Porto Rotondo dicembre 2025 – Nel corso del 2025 Marina di Porto Rotondo, appartenente alla famiglia Molinas, ha rafforzato il proprio posizionamento tra i porti turistici di riferimento nel Mediterraneo, puntando su qualità dell’ospitalità, servizi evoluti e presenza costante nei principali contesti internazionali della nautica.
La stagione si è chiusa con un bilancio segnato da crescita e visibilità. La Marina è stata sede, per il quarto anno consecutivo, della Fiera Nautica di Sardegna, che ha richiamato migliaia di visitatori tra operatori, armatori e appassionati, mettendo al centro innovazione e artigianalità del settore. Sul piano internazionale, la partecipazione alla ICOMIA World Marinas Conference 2025 di Venezia ha inserito Porto Rotondo tra le realtà rappresentative della portualità turistica italiana di eccellenza. A questo si è aggiunto un calendario di eventi sportivi di rilievo, con campionati mondiali, europei e nazionali di vela e regate organizzate anche da cantieri come Solaris-CNB.
Nel corso della conferenza ICOMIA, Alberto Galassi, amministratore delegato di Ferretti Group, ha indicato Marina di Porto Rotondo come esempio virtuoso nel panorama nazionale, richiamando l’attenzione sulla qualità dei servizi, sull’accoglienza e sulla modernità delle infrastrutture. Nel suo intervento ha posto l’accento sulla capacità di attrarre superyacht anche nei mesi invernali e sull’importanza di una proposta completa che includa servizi per gli equipaggi, tariffe coerenti per acqua ed energia e un contesto a terra in grado di offrire benessere e vivibilità, dalla presenza di strutture dedicate fino a un borgo integrato con ristorazione e attività commerciali. Nel quadro delineato, il ruolo della famiglia Molinas è stato indicato come centrale nello sviluppo del modello Porto Rotondo.
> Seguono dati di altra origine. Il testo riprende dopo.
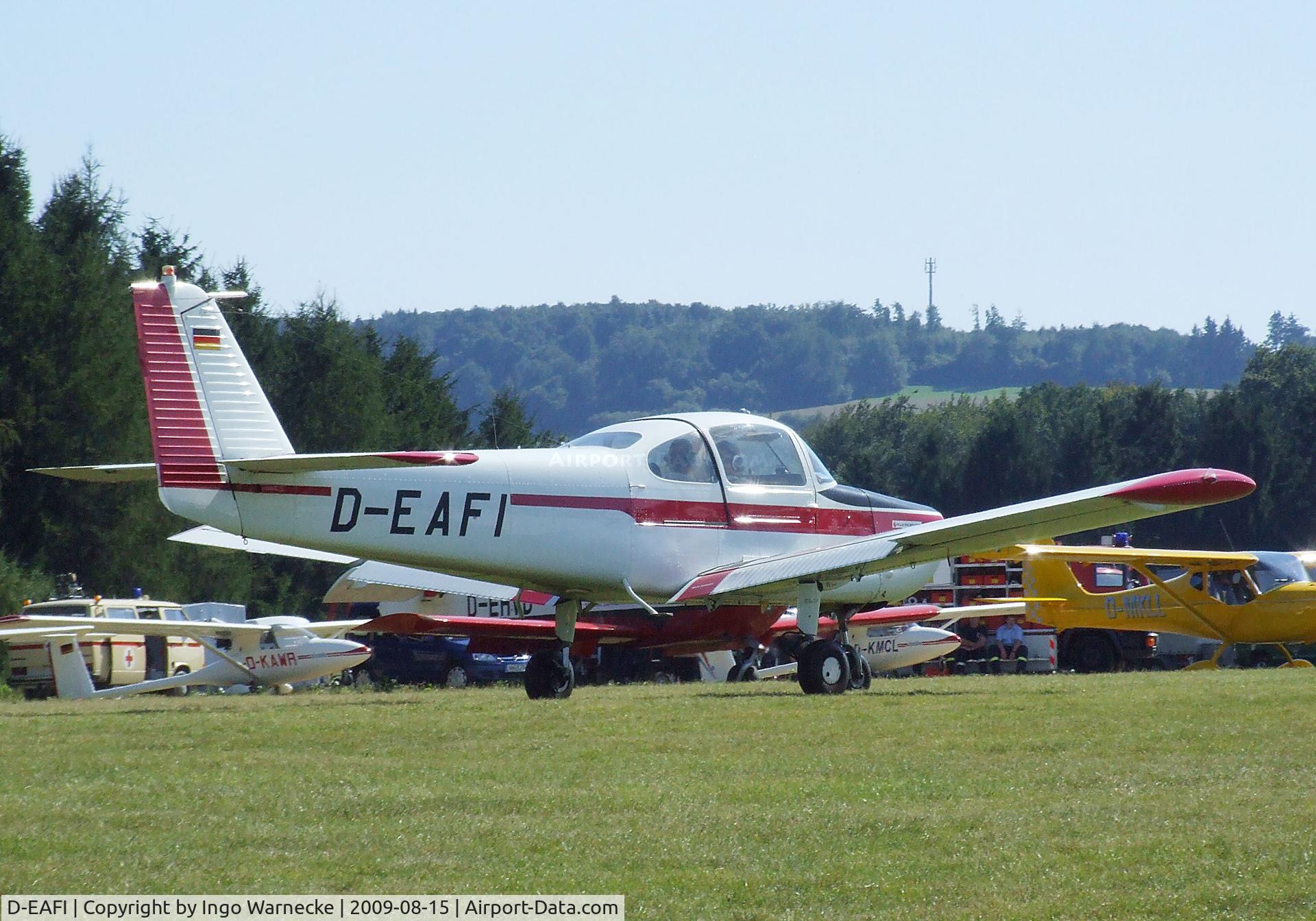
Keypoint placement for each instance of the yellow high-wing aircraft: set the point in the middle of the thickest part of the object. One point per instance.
(1237, 598)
Un’analisi più ampia sulla portualità turistica italiana è arrivata anche da Roberto Perocchio, presidente di Assomarinas, che ha inserito Marina di Porto Rotondo tra gli esempi già consolidati di ospitalità, sicurezza e visione internazionale, affiancandola a esperienze emergenti come Porto Karalis a Cagliari, interessato da un percorso di riconversione mirato al segmento dei superyacht.
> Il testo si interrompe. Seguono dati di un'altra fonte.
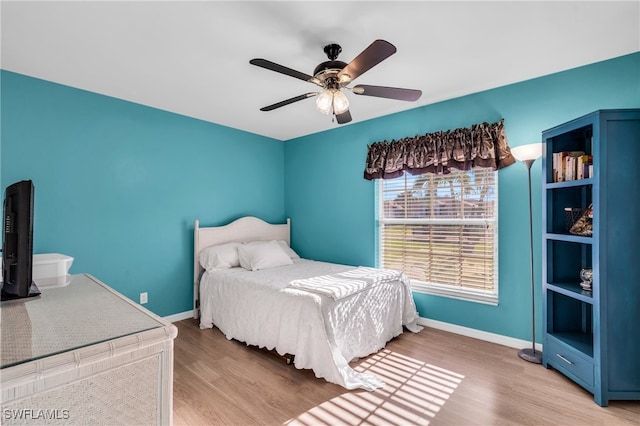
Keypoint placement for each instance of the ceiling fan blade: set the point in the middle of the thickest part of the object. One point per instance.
(283, 70)
(387, 92)
(288, 101)
(377, 52)
(343, 118)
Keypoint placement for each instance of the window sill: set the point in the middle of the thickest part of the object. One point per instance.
(455, 293)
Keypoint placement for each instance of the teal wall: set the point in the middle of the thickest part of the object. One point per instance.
(332, 206)
(118, 185)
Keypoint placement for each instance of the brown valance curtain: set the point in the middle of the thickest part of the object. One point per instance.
(481, 145)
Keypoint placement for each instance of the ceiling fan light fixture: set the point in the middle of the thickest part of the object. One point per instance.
(340, 102)
(332, 100)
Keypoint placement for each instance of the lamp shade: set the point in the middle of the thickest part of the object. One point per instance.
(332, 100)
(528, 152)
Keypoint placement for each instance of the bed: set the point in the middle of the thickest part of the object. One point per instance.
(255, 289)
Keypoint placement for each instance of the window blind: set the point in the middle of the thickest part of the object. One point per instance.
(440, 230)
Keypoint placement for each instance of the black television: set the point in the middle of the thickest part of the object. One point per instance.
(17, 242)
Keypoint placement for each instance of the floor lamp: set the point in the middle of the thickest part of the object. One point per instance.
(528, 154)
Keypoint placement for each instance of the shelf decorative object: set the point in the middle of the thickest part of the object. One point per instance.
(528, 154)
(591, 296)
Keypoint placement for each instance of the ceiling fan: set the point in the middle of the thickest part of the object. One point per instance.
(333, 76)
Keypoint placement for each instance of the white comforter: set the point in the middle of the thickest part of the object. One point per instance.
(261, 308)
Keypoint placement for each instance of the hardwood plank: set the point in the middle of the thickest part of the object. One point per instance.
(432, 377)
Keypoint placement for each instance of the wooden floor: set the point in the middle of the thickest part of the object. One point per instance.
(432, 377)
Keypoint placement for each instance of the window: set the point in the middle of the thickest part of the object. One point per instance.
(441, 230)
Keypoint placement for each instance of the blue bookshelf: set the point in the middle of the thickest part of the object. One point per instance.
(593, 337)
Guardando al 2026, la Marina ha annunciato una strategia orientata alla digitalizzazione dei servizi, con sistemi online per la prenotazione degli ormeggi e una gestione più efficiente dell’assistenza clienti. È previsto inoltre il potenziamento dell’offerta invernale, con particolare attenzione alle unità oltre i 30 metri e ai servizi per equipaggi e refitting. Sul fronte esterno, proseguirà la promozione internazionale attraverso fiere, eventi e nuove collaborazioni all’interno della Rete dei Porti della Sardegna.
Il percorso tracciato nel 2025 conferma Marina di Porto Rotondo come riferimento per l’intera filiera nautica, in un contesto mediterraneo sempre più competitivo, grazie a una combinazione di organizzazione, accoglienza e pianificazione strategica.